Asher Gibbs adalah senior yang dia kenal saat dia belajar di luar negeri di X Country. Entah bagaimana, keduanya cocok saat pertama kali bertemu. Dia selalu menjaganya saat mereka di universitas.Setelah belajar selama dua tahun, dia melamar magang di tahun ketiganya dan masuk ke perusahaan yang dia rekomendasikan kepadanya.Dia adalah seorang analis keuangan muda dan cakap sedangkan dia adalah juniornya. Meskipun dia tidak terampil seperti dia, dia masih melakukannya dengan baik dalam kursusnya. Kali ini, Splendor Investment Bank telah menghabiskan banyak uang untuk merekrut mereka. Dia bermaksud untuk tenang sebelum pergi menemui putrinya. Dia ingin mengejutkan Rue, jadi dia belum memberitahunya tentang kepulangannya. Fern mandi. Dia kemudian mengatur alarmnya sebelum tidur siang. Asher mengetuk pintunya pada pukul setengah enam malam. "Fernie, apa kamu siap?"Fern telah menerapkan riasan tipis dan mengenakan rok setelan formal yang elegan. Dia memandang untuk terakhir k
Tatapan Fern tertuju pada sosok itu. Jantungnya mulai berpacu secara refleks.Apakah itu dia?Asher memperhatikan dia menatap sudut koridor dengan ekspresi bingung di wajahnya. Dia melihat ke sana tetapi tidak melihat siapa pun. "Apa yang kamu lihat?" Fern kembali sadar dan menyembunyikan tatapan merenung dalam tatapannya. "Nggak apa-apa. Ayo pergi. Sudah hampir waktunya.” Asher menatap bibirnya dan memastikan dia telah mengaplikasikan lipstik dengan sempurna sebelum mengangguk. "Ayo pergi." Para eksekutif tingkat tinggi dan penanggung jawab utama duduk di ruang pribadi, yang dapat memuat hingga 20 orang.Manajer Chad segera bergegas untuk memimpin mereka masuk ketika dia melihat mereka berdua memasuki ruangan. Dia membawa mereka ke depan meja bundar.“Ayo, kami perkenalkan kalian berdua ke semua orang. Keduanya adalah talenta yang direkrut oleh Splendor Investment Bank dari Wall Street.” Manajer Chad memperkenalkan keduanya dengan penuh semangat."Ini Asher Gibbs, junior ba
Fern telah mempersiapkan mentalnya untuk menghadapi Eugene. Dia tersenyum sopan dan menyapa, "Senang bertemu dengan Anda, Presiden Lawrence."“Kita punya senior dan junior. Hahaha… Hebat, nggak buruk sama sekali." kata Jad sambil melirik mereka secara evaluatif.
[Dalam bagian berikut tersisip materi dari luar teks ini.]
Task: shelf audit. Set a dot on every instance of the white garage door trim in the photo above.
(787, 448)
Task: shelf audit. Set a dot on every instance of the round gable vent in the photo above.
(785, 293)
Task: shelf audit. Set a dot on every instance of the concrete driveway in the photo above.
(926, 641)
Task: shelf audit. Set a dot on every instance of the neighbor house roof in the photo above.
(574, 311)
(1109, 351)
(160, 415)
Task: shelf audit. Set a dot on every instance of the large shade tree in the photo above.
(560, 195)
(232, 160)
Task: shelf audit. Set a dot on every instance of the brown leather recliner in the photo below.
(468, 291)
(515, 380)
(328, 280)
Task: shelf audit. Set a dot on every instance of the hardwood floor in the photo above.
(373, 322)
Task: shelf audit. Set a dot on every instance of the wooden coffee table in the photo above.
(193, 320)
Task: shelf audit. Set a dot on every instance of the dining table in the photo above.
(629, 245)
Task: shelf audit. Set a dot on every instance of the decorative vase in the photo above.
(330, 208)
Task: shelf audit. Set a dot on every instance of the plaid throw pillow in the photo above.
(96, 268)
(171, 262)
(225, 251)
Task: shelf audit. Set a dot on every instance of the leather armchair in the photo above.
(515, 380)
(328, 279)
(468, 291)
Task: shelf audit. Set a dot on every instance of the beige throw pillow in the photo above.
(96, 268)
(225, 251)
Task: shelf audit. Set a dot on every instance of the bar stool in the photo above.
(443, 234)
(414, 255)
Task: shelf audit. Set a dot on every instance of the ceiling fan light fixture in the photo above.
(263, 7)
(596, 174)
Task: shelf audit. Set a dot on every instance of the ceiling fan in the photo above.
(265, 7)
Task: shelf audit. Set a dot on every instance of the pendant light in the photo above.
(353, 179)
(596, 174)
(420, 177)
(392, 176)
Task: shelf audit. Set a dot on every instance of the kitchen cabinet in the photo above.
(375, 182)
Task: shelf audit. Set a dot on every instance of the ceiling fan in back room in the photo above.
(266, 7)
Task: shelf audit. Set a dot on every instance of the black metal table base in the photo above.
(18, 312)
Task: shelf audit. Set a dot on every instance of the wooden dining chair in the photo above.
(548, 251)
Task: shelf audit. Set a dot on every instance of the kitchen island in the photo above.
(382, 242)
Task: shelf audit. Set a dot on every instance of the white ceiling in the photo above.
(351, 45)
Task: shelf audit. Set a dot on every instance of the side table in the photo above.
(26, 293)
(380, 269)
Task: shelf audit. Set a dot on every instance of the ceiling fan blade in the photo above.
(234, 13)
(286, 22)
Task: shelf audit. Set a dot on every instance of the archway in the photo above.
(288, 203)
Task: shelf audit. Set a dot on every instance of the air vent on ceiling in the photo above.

Keduanya tampak sangat terampil dan cakap.Pupil Eugene mengerut saat dia melihat Fern. Dia memanggil secara naluriah, "Fernie..." Itu benar, itu dia! Setelah tiga tahun, dia menjadi percaya diri dan cantik. Ada tatapan agung di matanya. Namun, pria yang berdiri di sampingnya...apakah seniornya? "Apa ada yang salah? Kamu kenal Fernie?” Jad memperhatikan reaksinya. Sebelum Eugene bisa mengatakan apa-apa, Fern angkat bicara, “Kami saling kenal. Kami teman di masa lalu.” Dia menganggap bahwa tidak perlu menyembunyikan fakta bahwa dia mengenal Eugene. "Oh? Kebetulan sekali!" Jad tertawa kecil. Eugene mengerutkan bibirnya saat dia menatapnya. Dia tetap diam saat kerutan terbentuk di wajahnya. Tatapan mereka bertemu
Fern akan resmi bergabung dengan Splendor Investment Bank besok. Hari ini dia masih beristirahat.Dia bersiap untuk pergi keluar di sore hari.Asher ingin mendiskusikan beberapa pekerjaan dengannya. Dia memperhatikan bahwa dia sengaja berdandan hari ini. Alih-alih mengenakan rok jas seperti yang biasa ia lakukan saat bekerja, ia mengenakan gaun yang elegan dan sederhana. Dia juga telah menurunkan rambutnya, yang biasanya diikat menjadi sanggul. Itu membuatnya terlihat lebih lembut.Matanya bersinar saat melihatnya. "Kemana kamu pergi?" Dia bertanya.Fern memegang kopling di tangannya. Dia mengatakan yang sebenarnya, "Aku akan keluar untuk beli hadiah." Asher mengangkat alisnya. “Untuk siapa? Kenapa kamu berpakaian kayak gitu?” Dia sudah mengenalnya begitu lama tetapi tidak pernah melihatnya begitu dekat dengan siapa pun."Anak perempuan aku. Ini ulang tahunnya hari ini." katanya. Asher sangat terkejut. Dia bertanya padanya dengan tidak percaya, "Kamu punya anak perempuan?" Dia
Sharon dan Simon membawa Bonnie ke villa Eugene. Eugene sedang merayakan ulang tahun Rue hari ini.Kesehatan Kakek dalam kondisi buruk akhir-akhir ini. Dia sedang dirawat di rumah sakit, jadi mereka tidak berniat untuk mengganggunya. Meski begitu, Kakek masih mengirim seseorang untuk membawa hadiah ke Rue. Bagaimanapun, dia adalah satu-satunya cicit perempuannya. “Kemarilah, Rue. Ini adalah hadiah dari paman kamu dan aku.” Sharon mengeluarkan dua kotak hadiah dan menyerahkannya padanya. "Terima kasih, Paman dan Bibi." Rue mengucapkan terima kasih dengan sopan. "Ini hadiah aku." kata Jim sambil menyerahkan hadiahnya. Hadiahnya untuknya adalah segepok uang.“Jangan pedulikan hadiah norak aku. Aku pikir nggak ada apa pun di dunia ini yang dapat dibandingkan dengan uang tunai. Kamu bisa beli apapun yang kamu suka dengan uang tunai ini." jelasnya sendiri. "Aku nggak keberatan. Aku suka semua hadiah kamu.” Rue selalu menjadi gadis yang bijaksana. Sydney membawa hadiahnya juga.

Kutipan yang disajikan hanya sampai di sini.